Each of the API resources has a model class (like Job) which defines a set of Fields that can be exchanged with the REST API. The model fields are type-annotated and can be explored from your IDE or class docstrings. For example, we can start searching for "param" and find that job.parameters should be a dictionary of strings:

job-ide

Relationship to Django ORM

Previous versions of Balsam used the real Django ORM to communicate with a private user database. This proved to be an effective programming model, and so the new Balsam Python API was written to preserve a subset of the structure and syntax of the former API.

If you peek below the surface, the current Balsam Python API is completely different from an ORM. Whereas ORMs lazily execute SQL queries over a database connection, the Balsam API executes HTTPS requests over an Internet connection. It wraps one specific REST API schema and is therefore vastly narrower in scope and capabilities.

Creating

Each resource has three methods of construction. First, you can create several in-memory instances, and later persist them to the backend:

# Create in-memory with the required kwargs...
j = Job(...)

# New in-memory resources have no ID:
assert j.id is None

# ...then persist:
j.save()
assert j.id is not None

Second, you can create and persist in a single step:

j = Job.objects.create(...)
assert j.id is not None

Third, you can bulk-create from a collection of in-memory resources.
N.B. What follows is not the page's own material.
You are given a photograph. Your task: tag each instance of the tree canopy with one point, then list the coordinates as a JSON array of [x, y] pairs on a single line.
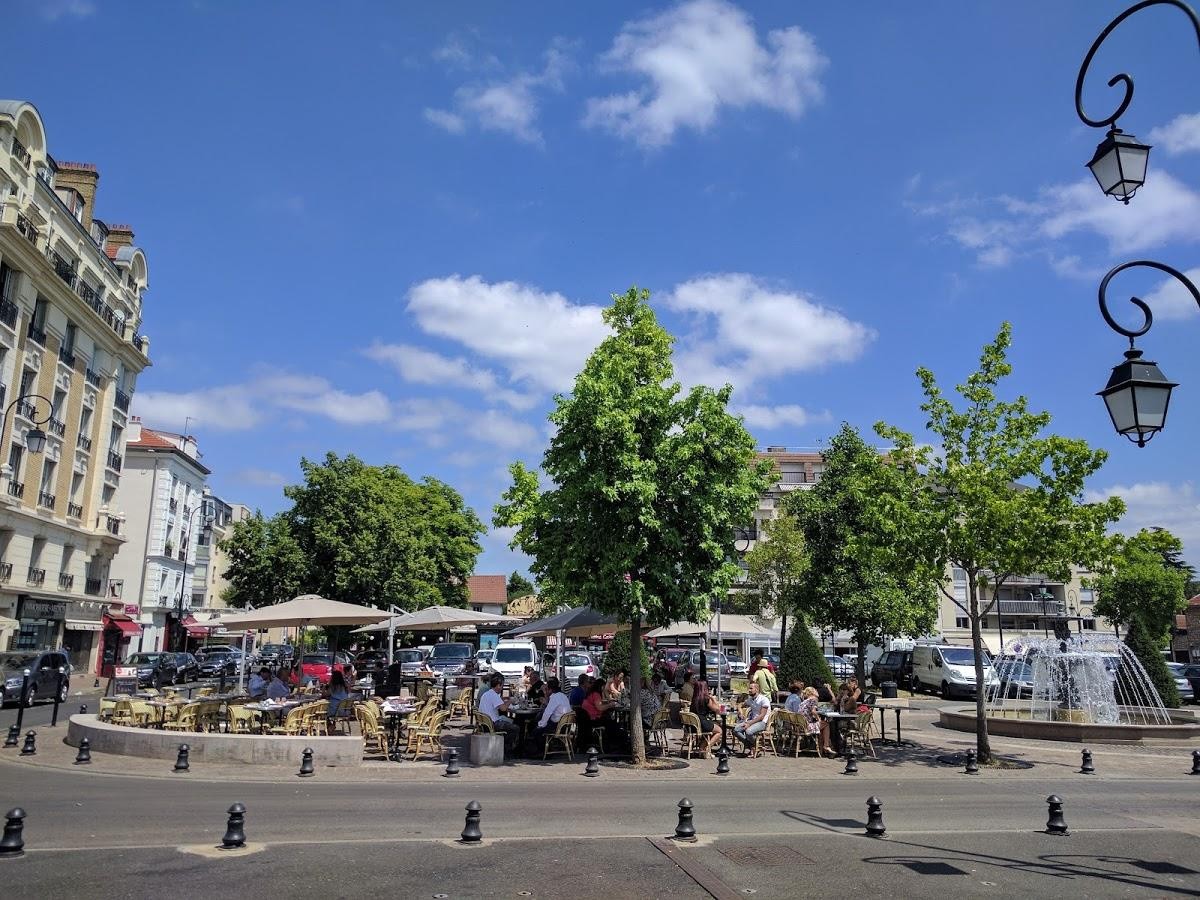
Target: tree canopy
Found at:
[[647, 484]]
This is far more efficient for creating large numbers of jobs with fewer API round trips:

jobs = [Job(**kwargs) for kwargs in job_specs]

# Capture the return value to get created IDs!
jobs = Job.objects.bulk_create(jobs) 
for job in jobs:
    assert job.id is not None

bulk_create does not modify objects in place!

When passing a list of items into bulk_create(), you must use the returned value to overwrite the input list with the newly-created items. This is necessary to set the ID on each item as generated by the server. Otherwise, the created items will have id == None and generally behave like objects that have never been saved to the API.

Updating

If we change some fields on an existing instance, we can update it by calling save(). The Python API is aware that if the resource id is set, you mean to update an existing resource rather than create a new one.

job.state = "RESTART_READY"
job.save()

If want to load recent changes to an in-memory resource:

# Re-fetch the Job & update fields:
job.refresh_from_db()

We can apply the same change to every item matching a particular Query:

# Select all FAILED jobs, change num_nodes=1, and mark for retry
Job.objects.filter(state="FAILED").update(num_nodes=1, state="RESTART_READY")

If we need to perform a large list of different updates, we can pass a list of mutated instances:

# Mutated jobs to be updated, each in their own way:
Job.objects.bulk_update(modified_jobs)

Deleting

We can delete individual resources:

job.delete()
assert job.id is None

Or we can bulk-delete querysets:

Job.objects.filter(state="FAILED").delete()

Querying

Each class has a manager (for instance Job.objects is a JobManager) which generates Query objects.

All

We can start with a query returning all items with all()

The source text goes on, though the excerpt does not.